Perhaps one of Boston’s most happening punk rock dives, Deli Haus is one of the few places in Boston to eat past 1 a.m. The Haus blends old-school diner service with new-school progressive appeal. A dizzying array of suspended flourescents and a miniature jukebox accompany the restaurant’s overwhelming music. The waitresses also fulfill their role in giving Deli Haus that extra attitude, so much so that I feel ashamed just for using a clichÉd term like “attitude.”
The Haus has enough, um, “personality” to serve sandwiches like the Velvet Elvis, which is filled with grilled peanut butter and banana. Or, if you’re looking for something more normal, appetizers run from $3-$5; main courses cost $5-$11, and desserts go for around $4-$6. It’s your standard diner fare; not your first choice for quality, just fairly decent deli and hot sandwiches and dinner plates. Even so, some dishes stand out, like the Kenmore Melt, a delicious sandwich with grilled chicken and honey mustard on rye.
With its selection of larger dishes, such as the chili cheese fries or the bean-buried nachos, it’s a good place to hang out and chill over a $4 appetizer or two. But, most importantly, it’s the only place to go for breakfast now that IHOP’s gone.
484 Commonwealth Ave.
Open Monday through Friday 11:30 a.m. - 5 p.m., Saturday and Sunday 11:30 a.m. - 11 p.m.
Yes, there really is a genuine, somewhat formal restaurant in Kenmore Square, and it’s India Quality.
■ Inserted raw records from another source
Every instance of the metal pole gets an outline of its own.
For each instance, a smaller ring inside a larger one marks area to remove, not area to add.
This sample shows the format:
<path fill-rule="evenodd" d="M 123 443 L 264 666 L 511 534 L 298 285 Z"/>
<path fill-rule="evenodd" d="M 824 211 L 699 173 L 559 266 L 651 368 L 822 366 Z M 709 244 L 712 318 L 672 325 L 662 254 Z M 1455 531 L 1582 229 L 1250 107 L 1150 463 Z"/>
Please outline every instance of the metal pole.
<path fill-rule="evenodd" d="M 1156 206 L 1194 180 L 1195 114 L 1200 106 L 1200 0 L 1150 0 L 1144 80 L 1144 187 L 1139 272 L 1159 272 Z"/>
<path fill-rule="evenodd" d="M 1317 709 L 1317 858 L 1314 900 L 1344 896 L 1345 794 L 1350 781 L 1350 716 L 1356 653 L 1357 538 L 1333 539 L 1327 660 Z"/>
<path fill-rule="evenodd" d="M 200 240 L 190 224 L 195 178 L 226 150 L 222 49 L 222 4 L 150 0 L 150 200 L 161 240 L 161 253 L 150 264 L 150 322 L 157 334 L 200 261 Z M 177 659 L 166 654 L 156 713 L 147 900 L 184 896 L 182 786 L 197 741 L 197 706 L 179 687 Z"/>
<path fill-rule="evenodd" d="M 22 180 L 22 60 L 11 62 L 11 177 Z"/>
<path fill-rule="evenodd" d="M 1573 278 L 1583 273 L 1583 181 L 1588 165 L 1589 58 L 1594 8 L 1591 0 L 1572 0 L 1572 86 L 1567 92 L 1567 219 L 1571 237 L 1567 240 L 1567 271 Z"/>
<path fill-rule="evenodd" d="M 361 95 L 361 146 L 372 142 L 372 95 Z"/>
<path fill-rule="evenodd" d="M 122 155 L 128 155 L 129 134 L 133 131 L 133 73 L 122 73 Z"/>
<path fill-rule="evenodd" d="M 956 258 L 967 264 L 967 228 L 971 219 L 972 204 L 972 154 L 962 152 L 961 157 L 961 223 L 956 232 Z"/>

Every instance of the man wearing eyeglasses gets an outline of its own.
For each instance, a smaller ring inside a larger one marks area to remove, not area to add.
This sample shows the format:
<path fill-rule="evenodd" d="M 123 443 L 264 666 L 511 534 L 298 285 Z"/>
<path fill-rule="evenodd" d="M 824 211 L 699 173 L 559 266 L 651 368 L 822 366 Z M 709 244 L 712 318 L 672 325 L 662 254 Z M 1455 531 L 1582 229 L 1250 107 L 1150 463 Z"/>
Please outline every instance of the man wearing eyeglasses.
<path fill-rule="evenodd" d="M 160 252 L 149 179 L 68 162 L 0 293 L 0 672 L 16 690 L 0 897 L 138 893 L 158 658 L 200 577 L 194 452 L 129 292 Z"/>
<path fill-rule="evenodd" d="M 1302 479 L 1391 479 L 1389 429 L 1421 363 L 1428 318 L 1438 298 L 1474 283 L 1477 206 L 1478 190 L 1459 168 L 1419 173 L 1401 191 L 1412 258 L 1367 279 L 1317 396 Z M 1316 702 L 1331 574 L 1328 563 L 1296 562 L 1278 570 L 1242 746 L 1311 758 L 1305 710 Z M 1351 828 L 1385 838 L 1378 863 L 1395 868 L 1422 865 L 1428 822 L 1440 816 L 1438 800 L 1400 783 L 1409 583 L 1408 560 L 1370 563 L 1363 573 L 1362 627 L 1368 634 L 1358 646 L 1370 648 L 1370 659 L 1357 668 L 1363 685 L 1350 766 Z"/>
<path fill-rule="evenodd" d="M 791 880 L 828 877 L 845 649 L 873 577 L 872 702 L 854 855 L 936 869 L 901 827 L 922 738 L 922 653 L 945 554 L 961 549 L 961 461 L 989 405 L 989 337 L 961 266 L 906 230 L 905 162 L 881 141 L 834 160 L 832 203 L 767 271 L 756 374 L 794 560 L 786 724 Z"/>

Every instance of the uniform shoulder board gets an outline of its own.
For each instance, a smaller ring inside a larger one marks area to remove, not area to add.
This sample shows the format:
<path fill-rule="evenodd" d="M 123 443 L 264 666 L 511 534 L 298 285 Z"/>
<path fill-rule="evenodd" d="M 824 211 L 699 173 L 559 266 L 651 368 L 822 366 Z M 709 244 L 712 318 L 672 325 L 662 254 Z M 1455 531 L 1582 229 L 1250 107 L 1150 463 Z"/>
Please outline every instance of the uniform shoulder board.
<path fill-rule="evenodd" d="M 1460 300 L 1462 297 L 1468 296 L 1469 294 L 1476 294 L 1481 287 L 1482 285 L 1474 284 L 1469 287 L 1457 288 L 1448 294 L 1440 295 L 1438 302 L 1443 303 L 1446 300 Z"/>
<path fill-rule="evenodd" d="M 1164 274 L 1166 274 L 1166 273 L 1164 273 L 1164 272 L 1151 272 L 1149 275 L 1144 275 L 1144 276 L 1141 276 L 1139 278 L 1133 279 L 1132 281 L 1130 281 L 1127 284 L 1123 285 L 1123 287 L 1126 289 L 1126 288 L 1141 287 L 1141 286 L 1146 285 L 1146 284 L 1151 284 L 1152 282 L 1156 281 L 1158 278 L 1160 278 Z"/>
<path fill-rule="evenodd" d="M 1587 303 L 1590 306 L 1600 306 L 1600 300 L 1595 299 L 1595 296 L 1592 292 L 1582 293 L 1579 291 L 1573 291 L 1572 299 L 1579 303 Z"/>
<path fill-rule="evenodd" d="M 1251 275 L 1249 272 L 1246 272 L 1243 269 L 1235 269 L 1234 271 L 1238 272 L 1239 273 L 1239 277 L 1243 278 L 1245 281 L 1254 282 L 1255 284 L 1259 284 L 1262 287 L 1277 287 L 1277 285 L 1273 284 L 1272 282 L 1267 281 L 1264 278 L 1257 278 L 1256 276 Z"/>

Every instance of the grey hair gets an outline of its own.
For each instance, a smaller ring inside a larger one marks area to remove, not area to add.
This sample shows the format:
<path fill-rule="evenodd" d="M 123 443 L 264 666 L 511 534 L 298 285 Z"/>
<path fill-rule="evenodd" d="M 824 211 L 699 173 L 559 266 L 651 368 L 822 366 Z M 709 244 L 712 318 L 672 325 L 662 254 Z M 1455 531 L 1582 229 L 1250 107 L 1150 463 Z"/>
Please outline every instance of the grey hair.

Unless you’re severely claustrophobic, you’ll appreciate the pleasantly dim lighting, quaint formal setting, and appropriate light music. The restaurant is just big enough to host a bar, though the size is not necessarily a hindrance if you’re engaged in conversation.
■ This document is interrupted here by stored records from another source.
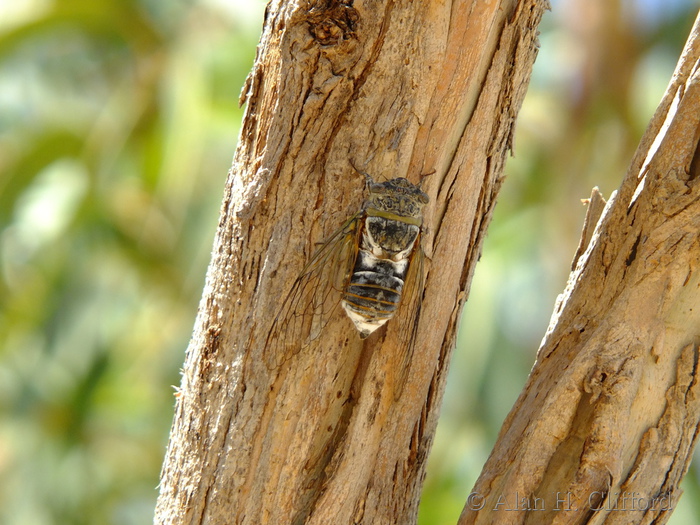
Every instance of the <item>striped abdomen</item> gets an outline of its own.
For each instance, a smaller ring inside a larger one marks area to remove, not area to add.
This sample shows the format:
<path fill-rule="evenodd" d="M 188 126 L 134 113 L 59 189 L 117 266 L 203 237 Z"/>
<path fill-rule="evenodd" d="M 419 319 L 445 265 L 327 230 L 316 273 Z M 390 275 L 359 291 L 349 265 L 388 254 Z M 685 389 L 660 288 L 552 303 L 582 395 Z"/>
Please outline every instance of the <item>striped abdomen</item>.
<path fill-rule="evenodd" d="M 363 339 L 396 313 L 418 232 L 402 221 L 367 217 L 342 301 Z"/>

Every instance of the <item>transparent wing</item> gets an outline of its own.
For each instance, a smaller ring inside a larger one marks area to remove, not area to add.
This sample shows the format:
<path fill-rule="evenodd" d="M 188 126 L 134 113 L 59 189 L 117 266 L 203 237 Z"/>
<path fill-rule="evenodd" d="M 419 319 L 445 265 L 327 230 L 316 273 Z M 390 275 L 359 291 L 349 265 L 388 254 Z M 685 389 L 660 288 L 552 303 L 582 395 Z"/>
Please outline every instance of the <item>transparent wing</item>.
<path fill-rule="evenodd" d="M 281 366 L 309 346 L 328 323 L 355 263 L 362 216 L 357 213 L 331 235 L 294 281 L 267 335 L 268 368 Z"/>
<path fill-rule="evenodd" d="M 406 280 L 404 281 L 401 304 L 399 305 L 397 325 L 399 336 L 405 338 L 400 342 L 399 352 L 396 358 L 396 382 L 394 383 L 394 399 L 401 397 L 403 387 L 411 368 L 411 359 L 416 346 L 418 334 L 418 317 L 423 303 L 423 262 L 425 254 L 420 243 L 420 236 L 416 239 L 416 248 L 411 254 Z"/>

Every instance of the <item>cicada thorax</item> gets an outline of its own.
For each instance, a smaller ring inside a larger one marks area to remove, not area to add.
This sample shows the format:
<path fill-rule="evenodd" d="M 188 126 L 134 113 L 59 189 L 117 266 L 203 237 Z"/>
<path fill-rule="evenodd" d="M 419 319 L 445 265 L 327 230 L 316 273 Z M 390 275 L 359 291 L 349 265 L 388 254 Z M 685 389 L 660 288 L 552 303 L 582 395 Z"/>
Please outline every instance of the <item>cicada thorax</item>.
<path fill-rule="evenodd" d="M 398 216 L 380 217 L 369 210 L 363 218 L 357 259 L 342 299 L 361 338 L 396 313 L 419 233 L 417 225 Z"/>

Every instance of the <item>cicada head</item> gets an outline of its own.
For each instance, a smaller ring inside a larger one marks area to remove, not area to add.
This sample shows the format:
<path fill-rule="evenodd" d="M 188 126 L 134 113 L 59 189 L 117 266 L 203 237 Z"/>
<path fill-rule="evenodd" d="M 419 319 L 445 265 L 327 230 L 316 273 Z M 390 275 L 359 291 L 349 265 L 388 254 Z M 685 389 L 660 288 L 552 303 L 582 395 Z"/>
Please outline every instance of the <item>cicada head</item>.
<path fill-rule="evenodd" d="M 421 219 L 423 206 L 428 204 L 428 196 L 415 184 L 403 177 L 386 182 L 374 182 L 368 177 L 367 188 L 369 197 L 365 202 L 366 208 L 398 215 Z"/>

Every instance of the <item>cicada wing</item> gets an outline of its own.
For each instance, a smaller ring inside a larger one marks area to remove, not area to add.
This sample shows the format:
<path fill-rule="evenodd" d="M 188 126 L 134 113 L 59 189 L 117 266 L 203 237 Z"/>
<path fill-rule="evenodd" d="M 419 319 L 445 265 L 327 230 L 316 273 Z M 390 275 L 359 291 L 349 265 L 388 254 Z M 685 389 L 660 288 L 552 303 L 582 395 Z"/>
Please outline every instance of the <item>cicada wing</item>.
<path fill-rule="evenodd" d="M 401 397 L 403 388 L 406 385 L 413 351 L 416 346 L 416 336 L 418 335 L 418 318 L 420 317 L 423 303 L 423 286 L 425 284 L 425 276 L 423 275 L 425 254 L 423 253 L 420 240 L 420 236 L 418 236 L 416 247 L 411 254 L 397 315 L 396 324 L 399 337 L 402 340 L 399 343 L 399 351 L 395 361 L 394 399 Z"/>
<path fill-rule="evenodd" d="M 309 346 L 330 320 L 355 263 L 361 218 L 357 213 L 331 235 L 294 281 L 267 335 L 268 368 Z"/>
In terms of the kind of flavor you’d expect from Indian food, India Quality is of mixed quality. Of the breads (which range from $3-$5), we tried the Keema Paratha, a bread stuffed with chopped lamb and peas. It was only decent, and desperately needed some spices to kick up the flavor.
The Shrimp Saag lunch plate, while not very meaty, was wonderfully aromatic, with a little spice thrown in as an extra. You can specify mild, medium, and hot for any of their dishes, but use caution, as the Saag we ordered was supposedly on the “mild” side.
In general, luncheon specials cost between $5-$7, and regular dinner plates range from $9-$11. In the rare event that you ever take a more formal dining excursion into Kenmore, this may be your only bet.
1 Kenmore Square
Open every day 11 a.m. - 12:30 a.m.
Surprisingly, Kenmore’s Pizzeria Uno differs quite a bit from its Back Bay counterpart. It’s an Italian Pour House! It’s more like a bar than anything else -- the entire setting is similarly reminiscent. Sports and alcohol abound here, in addition to Uno’s renowned Deep Dish pizzas, which -- if served hot -- can really satisfy your craving for Italian food. The single servings go from $6-$8 and the dishes for two or three run from $11-$13.
It seems kind of odd to order something other than pizza from Uno’s. After all, how can you not order the pizza? In the case that you are indeed adventurous enough to do so, then you can choose from the “Standard National Franchise Dishes” portion of the menu. Its pasta offerings ($8-$12) secure Pizzeria Uno’s status as the place for Italian in Kenmore. Or if you’re not in the mood, then perhaps some hearty sandwiches ($7), meaty platters ($8-$14), or various salads ($3-$10) will do.
Go to Pizzeria Uno for, at the very least, the safest bet in casual food dining. Or go for some of the best pizza around.